APD personnel at PacSci EMC are currently engaged in development of an ESD safe non-conductive replacement for ZPP called BI-820. If successful, this mixture of organic fuel and
oxidizer, in optimized ratio, may provide an output similar to other pyrotechnic systems, but would have the benefit of being non-conductive both prior to and after ignition as well as being
stable at very high temperatures. Details related to BI-820 may be found in U.S. Patent Application 2020/0223766 A1.
About our Green Energetics
When it comes to energetic materials, you know that an environmental impact is inevitable. Our Green Energetics take impact into consideration.
After all, it’s the nature of the work you do with detonators, primers, ignition devices and pyro train elements each day. And although “greener,” lead-free energetic solutions with less impactful disposal and detonation methods have recently emerged on the market, they aren’t always as effective at delivering the results you require to produce at high volume and stay competitive.
We’ve spent two decades engineering alternatives to existing lead azide and lead styphnate materials that don’t just meet industry standards for cost-effectiveness and efficiency—they exceed them, in both defense and commercial applications.
Lead Azide Replacements
DBX-1 is a copper-based drop-in green energetics replacement for all variants of lead azide (LA) with potential to replace DXN-1. DBX-1 has energetic characteristics that our industry has been trying to duplicate for the last 50 years.
All variants of lead azide (LA), including RD-1333, Dextrinated Lead Azide, and PVA have been widely used in ordnance systems for many years.

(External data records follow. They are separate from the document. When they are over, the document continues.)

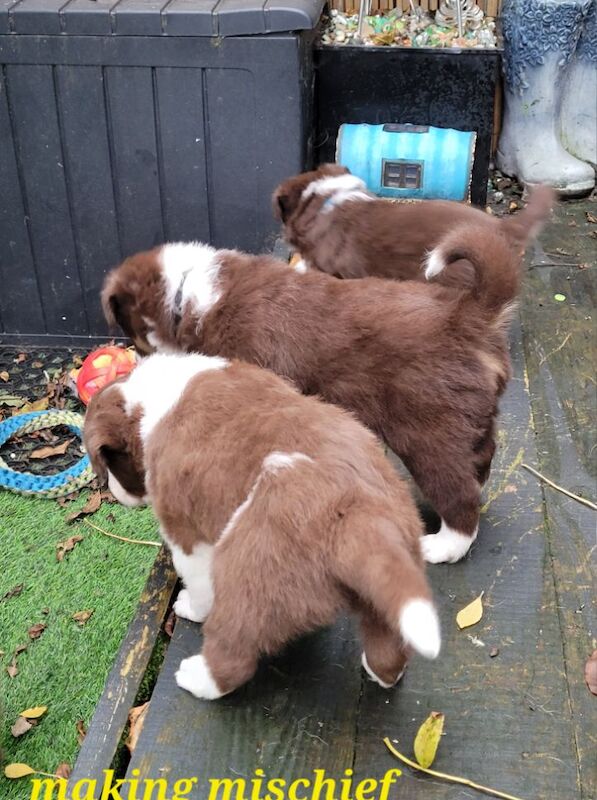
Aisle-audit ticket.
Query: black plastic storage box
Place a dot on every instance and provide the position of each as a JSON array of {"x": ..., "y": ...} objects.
[
  {"x": 127, "y": 123},
  {"x": 422, "y": 86}
]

Nearly all chemical detonators use LA as the initial shock wave-generating compound for proper detonation of subsequent main explosive charges.

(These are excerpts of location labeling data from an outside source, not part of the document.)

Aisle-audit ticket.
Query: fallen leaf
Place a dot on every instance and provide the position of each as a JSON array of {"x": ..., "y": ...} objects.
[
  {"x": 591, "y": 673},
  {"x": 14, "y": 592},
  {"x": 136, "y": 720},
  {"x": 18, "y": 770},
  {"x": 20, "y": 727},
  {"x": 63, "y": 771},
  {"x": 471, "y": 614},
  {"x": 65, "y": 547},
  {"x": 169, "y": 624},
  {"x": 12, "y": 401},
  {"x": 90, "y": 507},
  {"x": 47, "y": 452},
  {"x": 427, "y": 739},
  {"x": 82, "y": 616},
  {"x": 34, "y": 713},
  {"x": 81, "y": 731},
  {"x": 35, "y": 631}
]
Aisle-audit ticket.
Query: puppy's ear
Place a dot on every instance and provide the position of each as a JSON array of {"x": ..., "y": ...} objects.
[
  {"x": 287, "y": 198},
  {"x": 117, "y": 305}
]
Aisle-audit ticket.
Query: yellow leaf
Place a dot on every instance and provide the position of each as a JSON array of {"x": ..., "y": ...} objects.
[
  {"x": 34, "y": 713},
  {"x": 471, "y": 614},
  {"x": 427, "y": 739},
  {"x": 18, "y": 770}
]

We completed an 8020.5C military qualification program in 2009. DBX-1 was successfully evaluated against LA in many products across the spectrum of defense and commercial applications. Other companies (including several DoD organizations) utilizing LA evaluated DBX-1 in a variety of applications with very positive results.

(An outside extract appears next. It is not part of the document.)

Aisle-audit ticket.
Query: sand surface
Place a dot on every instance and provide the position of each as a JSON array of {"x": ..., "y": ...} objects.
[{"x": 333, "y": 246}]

We synthesize DBX-1 in 100-gram batches for use by government and industry. Future scale-up to 1 Kg and beyond is underway with support from the US Army and commercial organizations.
Lead Styphnate Replacements
Lead styphnate (LS) is a primary explosive used in ordnance systems as components in defense initiation trains. These applications include non-corrosive percussion primers, stab initiated devices, bridgewire initiated compositions, and detonators, and is used in nearly all commercial primer applications as well. Lead styphnate has been widely used in ordnance systems for many years.
PacSci EMC completed an NAVSEAINST 8020.5C evaluation testing on an LS green energetics replacement, KDNP (4,6-dinitro-7-hydroxy benzofuroxan, potassium salt. Based on the results, Naval Sea Systems Command qualified KDNP as a primary explosive in accordance with the requirements of NAVSEAINST 8020.5C and identified the compound safe and suitable for service use, and qualified for weapons development.
In addition to qualification testing, KDNP (U.S. Patent 8,062,443 for use in Lead Free Primers) successfully evaluated LS performance in a variety of applications. KDNP has compatibility equal to – or greater than – LS with a variety of ordnance materials and has substantially greater output on a weight basis in pressure-time (closed bomb) testing. KDNP may be recrystallized to a particle-size, appropriate for use in a variety of systems to be tailored for use as either a small particle component of a bridgewire slurry or a large particle constituent of a stab primer.